To obtain the calibration curve for HSA 3.4k in whole rat blood, blood samples spiked with the target analyte were incubated for 15 minutes prior to sensing, and chips were thoroughly washed before each concentration point to minimize the effects of sensor fouling due to blood clogging.
| Au-SR + e− → Au + RS− |
At the beginning of the experiments, with a 150 μL min−1 flow rate, the 200 μL DI water was injected into the system twice to make sure the excess bubbles were removed. Then, the flow rate was turned to 50 μL min−1 for the injection of agents in the following order and steps: 100 μL 1 μl HSA dissolved in PBS buffer was injected, and waited for 25–30 min for the proteins' binding and dissociation from the receptors. 200 μL 200 mM Glycine solution (in 1× PBS) was injected for regeneration, and step 1 was repeated.

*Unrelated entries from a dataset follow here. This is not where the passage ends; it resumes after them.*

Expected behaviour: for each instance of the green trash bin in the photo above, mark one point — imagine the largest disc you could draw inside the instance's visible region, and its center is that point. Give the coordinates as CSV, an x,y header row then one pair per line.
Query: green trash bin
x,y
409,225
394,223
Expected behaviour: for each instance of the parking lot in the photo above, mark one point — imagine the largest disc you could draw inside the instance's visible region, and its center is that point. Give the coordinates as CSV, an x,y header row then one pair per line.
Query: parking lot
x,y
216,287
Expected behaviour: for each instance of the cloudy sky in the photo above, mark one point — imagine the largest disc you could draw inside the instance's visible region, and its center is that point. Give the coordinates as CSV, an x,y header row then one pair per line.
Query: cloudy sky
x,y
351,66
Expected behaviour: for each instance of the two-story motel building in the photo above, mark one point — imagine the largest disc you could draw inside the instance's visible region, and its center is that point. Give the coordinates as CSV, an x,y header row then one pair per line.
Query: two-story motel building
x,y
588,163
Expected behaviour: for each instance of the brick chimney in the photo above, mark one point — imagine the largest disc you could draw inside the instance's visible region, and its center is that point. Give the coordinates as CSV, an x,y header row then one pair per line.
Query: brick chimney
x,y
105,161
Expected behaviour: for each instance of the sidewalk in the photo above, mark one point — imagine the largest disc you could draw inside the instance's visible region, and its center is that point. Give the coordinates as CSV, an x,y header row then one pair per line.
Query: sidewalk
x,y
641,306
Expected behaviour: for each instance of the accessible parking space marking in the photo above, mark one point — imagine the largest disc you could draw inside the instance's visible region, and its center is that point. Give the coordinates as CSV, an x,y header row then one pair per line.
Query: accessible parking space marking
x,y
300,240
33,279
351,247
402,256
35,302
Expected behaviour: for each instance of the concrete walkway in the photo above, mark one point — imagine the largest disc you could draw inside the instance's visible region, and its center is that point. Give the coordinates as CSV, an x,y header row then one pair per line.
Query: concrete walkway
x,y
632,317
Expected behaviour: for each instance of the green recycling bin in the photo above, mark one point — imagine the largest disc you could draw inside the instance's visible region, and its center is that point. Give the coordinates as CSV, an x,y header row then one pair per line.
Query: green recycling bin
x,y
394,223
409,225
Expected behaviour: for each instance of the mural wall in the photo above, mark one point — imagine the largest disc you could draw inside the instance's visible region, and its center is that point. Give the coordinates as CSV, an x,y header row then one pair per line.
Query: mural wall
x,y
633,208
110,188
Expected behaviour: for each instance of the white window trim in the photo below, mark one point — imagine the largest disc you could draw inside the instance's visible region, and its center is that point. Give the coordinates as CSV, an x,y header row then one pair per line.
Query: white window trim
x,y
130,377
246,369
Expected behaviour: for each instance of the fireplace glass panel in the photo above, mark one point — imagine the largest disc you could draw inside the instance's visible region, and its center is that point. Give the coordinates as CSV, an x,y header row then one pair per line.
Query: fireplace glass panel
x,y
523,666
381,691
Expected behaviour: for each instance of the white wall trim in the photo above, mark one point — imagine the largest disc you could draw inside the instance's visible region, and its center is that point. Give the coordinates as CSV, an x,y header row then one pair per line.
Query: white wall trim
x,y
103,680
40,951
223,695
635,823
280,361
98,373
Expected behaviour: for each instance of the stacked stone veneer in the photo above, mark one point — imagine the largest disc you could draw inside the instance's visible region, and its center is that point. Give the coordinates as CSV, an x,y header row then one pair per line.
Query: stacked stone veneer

Fc-tagged antigens linked to PEG arms were prepared by reacting the NHS-ester of the Fc redox reporter with thiolated PEG arms and native antigens in a 1× PBS buffer, followed by a purification step. Subsequently, Fc-antigen was added to the working electrode, where the antibody was already immobilized. Three PEG linkers with molecular weights of approximately 3400 Da, 6000 Da, and 10
000 Da were used, referred to as 3.4k, 6k, and 10k arms, respectively. Fig. 2b shows the matrix-assisted laser desorption/ionization time-of-flight (MALDI-TOF) spectra of the modified Fc-IgG antigen with three different PEG sizes. The mass spectra indicate multiple attachments of arms depending on the reaction concentrations and the reactivity of each PEG linker. The degree of modification ranges from 1–3 for the 10k arms to 2–6 for 6k and 1–8 for 3.4k arms (Fig. S1).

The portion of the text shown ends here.